According to a story by US television network ABC News, some major US banks are already making contingency plans to move trading operations to locations such as Switzerland or Bermuda.

"Absolutely, banks are exploring moving their derivatives trading businesses offshore they will have to, if this bill passes," said Dick Bove, a banking sector analyst at Connecticut-based Rochdale Securities. "It's not just a possibility, it's a certainty."

Switzerland, unlike Bermuda, is already a global banking hub, and is seen as the most likely alternative location. Bermuda, Luxembourg and the Cayman Islands are other possible locations, Mr. Bove added.

Bermuda has only four licensed banks, but its huge insurance industry and substantial funds sector, qualifies it as an international financial centre. Just a two-hour flight away from New York and with good connections, its geographical position could prove an attraction to the Wall Street insititutions.

Mr. Bove's views are echoed by Kevin McPartland, a senior analyst with the TABB Group, a New York City based financial markets research firm.

"This is not just posturing," Mr. McPartland told ABC. "We have had conversations to show there is real concern in the banking community. The laws are extreme enough that banks would have little choice but to move some, if not all, of their derivatives business offshore."

The prospect of New York jobs moving offshore is one that could persuade lawmakers to reject the tightest of the trading provisions.

Tanya Beder, chief executive of SBCC Group, a trading risk management firm in New York, and a former trading executive at Citigroup, told ABC: "If the reform is too onerous, banks will either move their trading businesses offshore or invent new ways of circumventing the rules. The genie is out of the bottle."

Financial reform passed in the Senate last week; a companion version of the bill already passed in the House in December. Merging the two bills via a reconciliation process is expected to take at least a few weeks.

Among the most controversial Senate provisions is one that would force Wall Street banks backed by the Federal Reserve, such as Goldman Sachs, JPMorgan Chase and Morgan Stanley, to cordon off certain derivatives, or "swaps," businesses into separate subsidiaries.

Furthermore, the bill contains a measure that would force the multi-trillion-dollar swaps trading business onto public exchanges or regulated swaps execution platforms, as well as subject it to the involvement of third-party clearinghouses. Swaps contracts are side bets on the directions of things such as interest rates or commodities prices, bets that banks and large investors, such as hedge funds, enter into with one another.

Such swaps bets are underwritten by banks, or dealers, and they are done either to hedge risk or speculate for profit. Swaps instruments can replicate, synthetically, a host of transactional outcomes, such as credit defaults.

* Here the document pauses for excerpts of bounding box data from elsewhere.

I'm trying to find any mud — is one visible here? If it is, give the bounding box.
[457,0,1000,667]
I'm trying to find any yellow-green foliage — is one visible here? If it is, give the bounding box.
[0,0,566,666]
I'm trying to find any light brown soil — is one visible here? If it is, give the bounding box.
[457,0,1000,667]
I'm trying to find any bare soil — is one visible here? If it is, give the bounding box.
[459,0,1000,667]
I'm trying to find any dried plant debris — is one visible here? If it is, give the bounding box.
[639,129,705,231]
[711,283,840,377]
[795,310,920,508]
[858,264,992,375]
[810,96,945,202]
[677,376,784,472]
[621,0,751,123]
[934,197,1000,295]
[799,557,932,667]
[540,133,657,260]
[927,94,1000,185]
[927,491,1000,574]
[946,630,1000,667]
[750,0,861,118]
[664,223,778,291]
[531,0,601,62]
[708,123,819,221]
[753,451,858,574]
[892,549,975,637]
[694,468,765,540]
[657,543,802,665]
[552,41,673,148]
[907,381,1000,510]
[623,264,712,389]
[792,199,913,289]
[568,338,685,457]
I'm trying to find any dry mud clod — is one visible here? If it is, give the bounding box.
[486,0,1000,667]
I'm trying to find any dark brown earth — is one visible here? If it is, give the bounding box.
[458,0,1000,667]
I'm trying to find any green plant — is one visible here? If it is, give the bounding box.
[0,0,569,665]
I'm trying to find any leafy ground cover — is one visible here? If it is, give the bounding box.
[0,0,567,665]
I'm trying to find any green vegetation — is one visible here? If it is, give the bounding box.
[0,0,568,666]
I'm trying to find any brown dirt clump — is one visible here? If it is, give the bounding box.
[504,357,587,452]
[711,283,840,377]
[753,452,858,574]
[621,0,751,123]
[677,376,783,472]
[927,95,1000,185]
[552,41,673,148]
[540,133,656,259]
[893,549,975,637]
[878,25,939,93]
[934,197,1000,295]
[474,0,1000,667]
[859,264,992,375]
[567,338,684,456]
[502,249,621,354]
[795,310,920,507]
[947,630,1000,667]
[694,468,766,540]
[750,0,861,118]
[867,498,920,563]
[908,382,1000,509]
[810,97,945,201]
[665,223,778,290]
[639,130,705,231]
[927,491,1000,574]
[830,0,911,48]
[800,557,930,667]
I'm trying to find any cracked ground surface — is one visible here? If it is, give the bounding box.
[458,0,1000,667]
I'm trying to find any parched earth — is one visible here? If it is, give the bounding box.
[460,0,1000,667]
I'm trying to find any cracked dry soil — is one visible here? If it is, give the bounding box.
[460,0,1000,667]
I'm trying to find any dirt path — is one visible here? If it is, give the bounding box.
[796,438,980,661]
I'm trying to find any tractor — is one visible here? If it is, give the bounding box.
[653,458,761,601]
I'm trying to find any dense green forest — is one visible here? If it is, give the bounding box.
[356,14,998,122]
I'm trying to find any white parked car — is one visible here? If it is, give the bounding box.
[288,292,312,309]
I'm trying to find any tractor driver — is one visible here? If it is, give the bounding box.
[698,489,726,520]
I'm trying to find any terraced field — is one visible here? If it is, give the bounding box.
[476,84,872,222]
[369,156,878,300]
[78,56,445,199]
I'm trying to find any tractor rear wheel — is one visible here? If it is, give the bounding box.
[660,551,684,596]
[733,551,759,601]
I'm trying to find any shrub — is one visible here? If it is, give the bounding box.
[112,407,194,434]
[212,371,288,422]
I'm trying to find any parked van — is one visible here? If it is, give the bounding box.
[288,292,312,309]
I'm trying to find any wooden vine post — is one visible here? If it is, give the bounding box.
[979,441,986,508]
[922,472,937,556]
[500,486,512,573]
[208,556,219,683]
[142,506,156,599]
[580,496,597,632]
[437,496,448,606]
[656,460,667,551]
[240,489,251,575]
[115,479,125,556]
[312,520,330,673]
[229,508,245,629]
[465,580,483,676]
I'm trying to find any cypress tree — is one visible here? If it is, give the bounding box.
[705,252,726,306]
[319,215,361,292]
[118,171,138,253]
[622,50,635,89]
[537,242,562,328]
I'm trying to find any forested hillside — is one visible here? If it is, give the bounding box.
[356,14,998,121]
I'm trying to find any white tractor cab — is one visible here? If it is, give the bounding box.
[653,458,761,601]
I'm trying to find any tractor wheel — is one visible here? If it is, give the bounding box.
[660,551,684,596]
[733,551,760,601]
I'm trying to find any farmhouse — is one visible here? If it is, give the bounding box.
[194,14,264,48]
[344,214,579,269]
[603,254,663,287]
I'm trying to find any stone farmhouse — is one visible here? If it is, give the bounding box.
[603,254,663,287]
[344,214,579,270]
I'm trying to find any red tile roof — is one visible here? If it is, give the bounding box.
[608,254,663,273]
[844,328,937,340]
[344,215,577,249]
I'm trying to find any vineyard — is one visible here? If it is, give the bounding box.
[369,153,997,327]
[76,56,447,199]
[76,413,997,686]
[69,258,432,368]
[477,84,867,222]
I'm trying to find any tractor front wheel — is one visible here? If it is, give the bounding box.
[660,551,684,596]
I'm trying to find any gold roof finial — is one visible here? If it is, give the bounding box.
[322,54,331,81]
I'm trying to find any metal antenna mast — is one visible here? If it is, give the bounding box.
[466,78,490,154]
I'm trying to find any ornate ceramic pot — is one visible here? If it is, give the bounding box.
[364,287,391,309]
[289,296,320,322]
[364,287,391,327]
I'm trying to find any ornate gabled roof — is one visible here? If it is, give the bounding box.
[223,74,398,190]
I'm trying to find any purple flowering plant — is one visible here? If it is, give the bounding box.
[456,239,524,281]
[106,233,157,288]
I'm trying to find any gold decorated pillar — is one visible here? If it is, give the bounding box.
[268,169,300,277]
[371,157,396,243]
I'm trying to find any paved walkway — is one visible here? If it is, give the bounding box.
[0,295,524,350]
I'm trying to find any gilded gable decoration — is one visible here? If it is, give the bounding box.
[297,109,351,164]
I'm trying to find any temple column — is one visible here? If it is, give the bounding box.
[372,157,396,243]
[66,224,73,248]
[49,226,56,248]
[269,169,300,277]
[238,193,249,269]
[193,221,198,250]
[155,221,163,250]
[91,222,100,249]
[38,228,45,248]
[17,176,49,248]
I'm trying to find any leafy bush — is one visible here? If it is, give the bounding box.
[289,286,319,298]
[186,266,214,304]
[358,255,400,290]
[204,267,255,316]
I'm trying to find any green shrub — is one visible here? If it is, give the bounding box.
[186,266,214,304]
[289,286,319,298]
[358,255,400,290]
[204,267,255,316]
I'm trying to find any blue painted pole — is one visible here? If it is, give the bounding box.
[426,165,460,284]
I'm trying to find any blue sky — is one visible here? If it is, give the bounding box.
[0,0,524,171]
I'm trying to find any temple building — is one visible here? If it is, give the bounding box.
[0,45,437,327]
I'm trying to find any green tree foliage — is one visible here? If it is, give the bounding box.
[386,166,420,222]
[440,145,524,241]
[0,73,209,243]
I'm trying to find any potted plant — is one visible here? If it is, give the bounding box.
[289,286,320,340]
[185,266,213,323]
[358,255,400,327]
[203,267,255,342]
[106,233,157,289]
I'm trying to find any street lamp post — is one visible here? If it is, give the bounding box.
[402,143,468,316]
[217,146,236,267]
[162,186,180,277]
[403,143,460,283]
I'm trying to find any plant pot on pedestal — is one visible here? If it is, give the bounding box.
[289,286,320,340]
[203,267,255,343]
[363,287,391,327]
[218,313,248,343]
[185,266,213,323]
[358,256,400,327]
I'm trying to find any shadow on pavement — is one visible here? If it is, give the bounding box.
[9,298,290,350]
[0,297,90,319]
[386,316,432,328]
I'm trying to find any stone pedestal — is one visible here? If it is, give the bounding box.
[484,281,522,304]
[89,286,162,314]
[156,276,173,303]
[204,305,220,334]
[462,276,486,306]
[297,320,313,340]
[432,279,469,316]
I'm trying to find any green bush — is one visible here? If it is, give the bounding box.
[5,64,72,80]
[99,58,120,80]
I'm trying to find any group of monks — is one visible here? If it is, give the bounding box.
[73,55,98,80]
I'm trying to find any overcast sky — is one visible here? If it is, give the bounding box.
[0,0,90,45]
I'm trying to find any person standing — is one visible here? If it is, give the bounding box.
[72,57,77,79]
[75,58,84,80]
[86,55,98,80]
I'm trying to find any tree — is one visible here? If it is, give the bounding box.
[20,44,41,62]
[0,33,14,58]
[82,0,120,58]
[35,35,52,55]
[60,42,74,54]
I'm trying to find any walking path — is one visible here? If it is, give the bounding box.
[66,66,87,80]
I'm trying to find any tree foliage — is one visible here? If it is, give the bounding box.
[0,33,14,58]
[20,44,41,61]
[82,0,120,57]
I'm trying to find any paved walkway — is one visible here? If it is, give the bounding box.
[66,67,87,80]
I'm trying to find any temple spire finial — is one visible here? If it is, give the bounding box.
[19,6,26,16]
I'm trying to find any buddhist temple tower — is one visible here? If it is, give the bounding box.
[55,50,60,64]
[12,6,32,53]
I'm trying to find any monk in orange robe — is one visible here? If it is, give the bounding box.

By some estimates there are more than $600 trillion worth of derivatives securities on global balance sheets, though this is a "notional" figure reflecting the total amount being theoretically being wagered by financial parties, and not the actual market value of all existing swaps contracts.

The shift in swaps trading proposed in the Senate bill would likely cost banks billions in revenues, as activity moves to more transparent venues, such as exchanges and clearinghouses, and away from private, unregulated "over the counter" transactions which the banks currently control.

Banks would also be required, under such a scenario, to outlay much more capital as collateral in the event a trade goes sour and massive losses are incurred, such as the losses on credit default swap trades that brought down AIG.